Attention-augmented U-Net (AA-U-Net) for semantic segmentation

Signal Image Video Process. 2023;17(4):981-989. doi: 10.1007/s11760-022-02302-3. Epub 2022 Jul 25.

Authors

Kumar T Rajamani¹, Priya Rani², Hanna Siebert³, Rajkumar ElagiriRamalingam⁴, Mattias P Heinrich³

Affiliations

¹ Philips Research, Bangalore, India.
² Applied Artificial Intelligence Institute, Deakin University, Burwood, VIC 3125 Australia.
³ Institute of Medical Informatics, University of Lübeck, Luebeck, Germany.
⁴ Apex Semiconductors, Bangalore, India.

Abstract

Deep learning-based image segmentation models rely strongly on capturing sufficient spatial context without requiring complex models that are hard to train with limited labeled data. For COVID-19 infection segmentation on CT images, training data are currently scarce.
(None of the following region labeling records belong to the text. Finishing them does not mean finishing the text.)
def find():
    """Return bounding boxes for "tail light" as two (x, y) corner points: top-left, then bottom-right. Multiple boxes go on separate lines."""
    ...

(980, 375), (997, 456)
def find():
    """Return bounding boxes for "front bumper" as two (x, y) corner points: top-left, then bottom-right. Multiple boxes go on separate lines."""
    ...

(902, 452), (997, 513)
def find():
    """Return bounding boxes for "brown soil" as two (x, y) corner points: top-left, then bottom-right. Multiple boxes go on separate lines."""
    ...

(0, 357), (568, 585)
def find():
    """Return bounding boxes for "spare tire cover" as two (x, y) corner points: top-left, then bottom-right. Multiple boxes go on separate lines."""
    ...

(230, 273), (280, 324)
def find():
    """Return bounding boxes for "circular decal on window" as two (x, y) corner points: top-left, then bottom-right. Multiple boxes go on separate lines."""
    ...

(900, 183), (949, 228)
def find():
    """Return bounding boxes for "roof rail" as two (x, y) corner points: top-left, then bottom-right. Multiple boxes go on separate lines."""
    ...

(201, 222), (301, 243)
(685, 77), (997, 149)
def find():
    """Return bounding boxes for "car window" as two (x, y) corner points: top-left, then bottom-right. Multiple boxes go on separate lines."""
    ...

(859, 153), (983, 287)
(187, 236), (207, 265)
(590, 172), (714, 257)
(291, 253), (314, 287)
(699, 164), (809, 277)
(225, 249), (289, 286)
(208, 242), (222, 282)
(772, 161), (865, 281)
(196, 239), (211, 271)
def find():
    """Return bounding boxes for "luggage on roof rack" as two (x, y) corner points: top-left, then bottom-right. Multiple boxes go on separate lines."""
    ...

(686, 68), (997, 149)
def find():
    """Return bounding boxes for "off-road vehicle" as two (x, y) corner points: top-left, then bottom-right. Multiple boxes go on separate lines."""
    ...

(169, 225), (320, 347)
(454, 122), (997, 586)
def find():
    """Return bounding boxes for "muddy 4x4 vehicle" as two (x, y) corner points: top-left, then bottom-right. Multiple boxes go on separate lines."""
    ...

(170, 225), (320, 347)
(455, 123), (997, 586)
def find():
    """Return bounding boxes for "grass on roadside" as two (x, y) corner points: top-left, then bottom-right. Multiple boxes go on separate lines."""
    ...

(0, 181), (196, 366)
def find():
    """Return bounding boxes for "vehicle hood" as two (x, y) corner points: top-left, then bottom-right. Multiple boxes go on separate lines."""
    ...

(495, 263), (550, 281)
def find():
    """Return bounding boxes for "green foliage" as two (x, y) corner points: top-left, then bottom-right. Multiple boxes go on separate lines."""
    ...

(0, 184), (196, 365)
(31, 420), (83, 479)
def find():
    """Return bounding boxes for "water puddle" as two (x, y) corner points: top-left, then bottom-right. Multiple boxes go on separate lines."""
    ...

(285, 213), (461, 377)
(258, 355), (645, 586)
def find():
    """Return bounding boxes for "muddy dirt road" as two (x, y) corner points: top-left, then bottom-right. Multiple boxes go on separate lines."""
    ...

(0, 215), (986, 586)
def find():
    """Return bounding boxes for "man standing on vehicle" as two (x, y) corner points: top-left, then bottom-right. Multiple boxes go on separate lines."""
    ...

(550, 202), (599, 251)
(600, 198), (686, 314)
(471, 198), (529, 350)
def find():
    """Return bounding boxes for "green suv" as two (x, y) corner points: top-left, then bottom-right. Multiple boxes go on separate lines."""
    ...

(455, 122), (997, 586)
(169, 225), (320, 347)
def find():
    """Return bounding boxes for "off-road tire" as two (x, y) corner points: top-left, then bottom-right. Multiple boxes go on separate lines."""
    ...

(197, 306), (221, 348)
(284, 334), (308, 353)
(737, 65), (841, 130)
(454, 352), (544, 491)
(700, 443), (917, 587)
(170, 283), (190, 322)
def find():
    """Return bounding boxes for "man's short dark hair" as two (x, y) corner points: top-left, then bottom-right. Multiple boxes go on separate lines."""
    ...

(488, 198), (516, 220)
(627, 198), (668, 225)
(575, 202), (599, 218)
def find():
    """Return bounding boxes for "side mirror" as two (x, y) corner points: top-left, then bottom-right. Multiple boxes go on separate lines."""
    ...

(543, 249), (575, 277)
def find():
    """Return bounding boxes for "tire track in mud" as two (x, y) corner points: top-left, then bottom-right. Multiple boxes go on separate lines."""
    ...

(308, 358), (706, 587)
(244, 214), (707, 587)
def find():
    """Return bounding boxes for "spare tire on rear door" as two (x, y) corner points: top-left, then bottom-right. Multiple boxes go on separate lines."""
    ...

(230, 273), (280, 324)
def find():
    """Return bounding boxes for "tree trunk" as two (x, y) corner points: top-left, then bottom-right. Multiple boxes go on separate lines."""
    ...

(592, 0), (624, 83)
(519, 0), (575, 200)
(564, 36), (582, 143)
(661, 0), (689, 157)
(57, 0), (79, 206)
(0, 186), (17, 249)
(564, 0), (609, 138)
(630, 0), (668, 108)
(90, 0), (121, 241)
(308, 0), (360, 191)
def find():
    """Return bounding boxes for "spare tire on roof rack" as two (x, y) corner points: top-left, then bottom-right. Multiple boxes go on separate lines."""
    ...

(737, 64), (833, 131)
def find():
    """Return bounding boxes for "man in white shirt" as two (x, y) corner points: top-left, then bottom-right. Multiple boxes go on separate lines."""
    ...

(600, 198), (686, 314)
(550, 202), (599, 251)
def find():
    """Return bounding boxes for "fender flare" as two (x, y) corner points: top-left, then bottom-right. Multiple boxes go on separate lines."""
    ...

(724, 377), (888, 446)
Attention models, in particular the most recent self-attention methods, have shown to help gather contextual information within deep networks and benefit semantic segmentation tasks. The recent attention-augmented convolution model aims to capture long range interactions by concatenating self-attention and convolution feature maps. This work proposes a novel attention-augmented convolution U-Net (AA-U-Net) that enables a more accurate spatial aggregation of contextual information by integrating attention-augmented convolution in the bottleneck of an encoder-decoder segmentation architecture. A deep segmentation network (U-Net) with this attention mechanism significantly improves the performance of semantic segmentation tasks on challenging COVID-19 lesion segmentation. The validation experiments show that the performance gain of the attention-augmented U-Net comes from their ability to capture dynamic and precise (wider) attention context. The AA-U-Net achieves Dice scores of 72.3% and 61.4% for ground-glass opacity and consolidation lesions for COVID-19 segmentation and improves the accuracy by 4.2% points against a baseline U-Net and 3.09% points compared to a baseline U-Net with matched parameters.

Supplementary information: The online version contains supplementary material available at 10.1007/s11760-022-02302-3.

Keywords: Attention mechanism; Attention-augmented convolution; COVID-19; Consolidation; Ground-glass opacities; Segmentation; U-Net.